House Wants Details With MDA Budget Requests
The U.S. Missile Defense Agency (MDA) does not plan to alter the way it submits its annual budget questions to Congress — a method that the House Appropriations Committee believes hampers oversight — unless the Senate formally expresses concern as well.
MDA officials said in a written response to questions that they plan to await the results of the usual conference committee formed to sort out the differences between the House and Senate versions of the 2006 Defense Appropriations Act before addressing its process for budget submissions.
The House passed its version of the 2006 Defense Appropriations Act June 20 by a margin of 398 to 19. The Senate Appropriations Committee expects to begin marking up its version of the legislation in July.
In a report accompanying its version of the legislation, the House Appropriations Committee directed MDA to provide greater detail with its budget submissions. The agency’s annual budget requests – $7.8 billion in 2006 – have been divided into only 12 lines, some of which total more than $400 million, the House committee noted.
“This level of funding in an individual program element obscures funding details and creates significant oversight issues,” the committee wrote.
MDA, like other Defense Department agencies, submits detailed justification materials to Congress following the submission of its annual budget request. However, MDA often turns the justification materials in much later than the other agencies, complicating the job of busy congressional staffers, said John Isaacs, president of the Council for a Livable World, an arms control advoca cy group here.
An amendment to the bill that would have moved funding the agency requested for four missile interceptor silos and advance payment on 10 more in 2006 into nuclear nonproliferation work was withdrawn after a senior committee Democrat pledged to pursue nonproliferation funding through another avenue.

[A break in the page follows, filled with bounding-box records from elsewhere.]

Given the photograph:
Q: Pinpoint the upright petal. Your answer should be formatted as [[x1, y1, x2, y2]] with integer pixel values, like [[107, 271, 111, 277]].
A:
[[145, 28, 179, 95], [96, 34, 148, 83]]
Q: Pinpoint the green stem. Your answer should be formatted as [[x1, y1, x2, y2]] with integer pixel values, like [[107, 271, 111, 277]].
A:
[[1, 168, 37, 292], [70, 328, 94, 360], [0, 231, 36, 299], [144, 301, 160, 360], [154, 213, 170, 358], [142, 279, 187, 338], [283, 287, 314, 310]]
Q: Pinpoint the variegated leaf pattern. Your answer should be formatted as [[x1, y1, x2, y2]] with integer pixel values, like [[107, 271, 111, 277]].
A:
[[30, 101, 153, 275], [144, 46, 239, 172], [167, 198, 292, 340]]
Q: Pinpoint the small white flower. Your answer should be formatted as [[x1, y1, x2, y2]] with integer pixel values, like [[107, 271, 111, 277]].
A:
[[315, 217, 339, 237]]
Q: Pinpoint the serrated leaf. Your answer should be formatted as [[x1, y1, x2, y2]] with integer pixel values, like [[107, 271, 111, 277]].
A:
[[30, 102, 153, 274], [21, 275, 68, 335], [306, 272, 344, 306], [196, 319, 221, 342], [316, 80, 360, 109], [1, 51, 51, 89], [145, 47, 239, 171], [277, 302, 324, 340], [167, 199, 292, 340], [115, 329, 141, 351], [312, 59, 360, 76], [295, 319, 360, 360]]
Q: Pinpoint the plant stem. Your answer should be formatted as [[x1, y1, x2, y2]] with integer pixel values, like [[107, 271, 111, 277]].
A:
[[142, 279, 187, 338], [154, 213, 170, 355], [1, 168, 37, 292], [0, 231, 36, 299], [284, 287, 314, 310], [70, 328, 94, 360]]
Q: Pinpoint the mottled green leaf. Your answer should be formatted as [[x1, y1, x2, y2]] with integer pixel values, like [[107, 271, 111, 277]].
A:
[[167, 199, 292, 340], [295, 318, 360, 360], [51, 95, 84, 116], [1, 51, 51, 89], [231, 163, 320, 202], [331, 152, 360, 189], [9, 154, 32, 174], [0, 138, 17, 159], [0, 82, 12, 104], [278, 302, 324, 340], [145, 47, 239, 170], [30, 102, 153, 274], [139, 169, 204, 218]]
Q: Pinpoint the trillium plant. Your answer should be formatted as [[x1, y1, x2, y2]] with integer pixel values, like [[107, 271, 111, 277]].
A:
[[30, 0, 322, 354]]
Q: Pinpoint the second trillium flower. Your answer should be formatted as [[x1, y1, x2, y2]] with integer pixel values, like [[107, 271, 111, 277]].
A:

The amendment, offered by Rep. John Spratt (D-S.C.), would have taken $84 million out of the budget request for the Ground Based Midcourse Defense System being deployed in Alaska and California.
That money could be used on the U.S.-Russian Cooperative Threat Reduction program to help fund security upgrades to Russian nuclear facilities that store nuclear weapons and materials, Spratt said during floor debate.
However, Spratt withdrew the amendment during floor debate on the appropriations bill when Rep. John Murtha ( Penn.), the ranking Democrat on the House Appropriations defense subcommittee, pledged to seek additional funding for nonproliferation work when the House and Senate meet later this year to work out differences between their versions of the legislation.
Murtha said during floor debate that he believed more money should be spent on nonproliferation initiatives, and less on missile defense systems, and said that he had conveyed these views to U.S. President George W. Bush in the past.
“We have to worry about nonproliferation and terrorism and not as much about missile defense,” Murtha said.
Murtha did not specify whether he would seek money for nonproliferation outside of missile defense when the conference begins. Cindy Abram, a spokeswoman for Murtha, said that staffers were not available at press time to provide clarity on that point.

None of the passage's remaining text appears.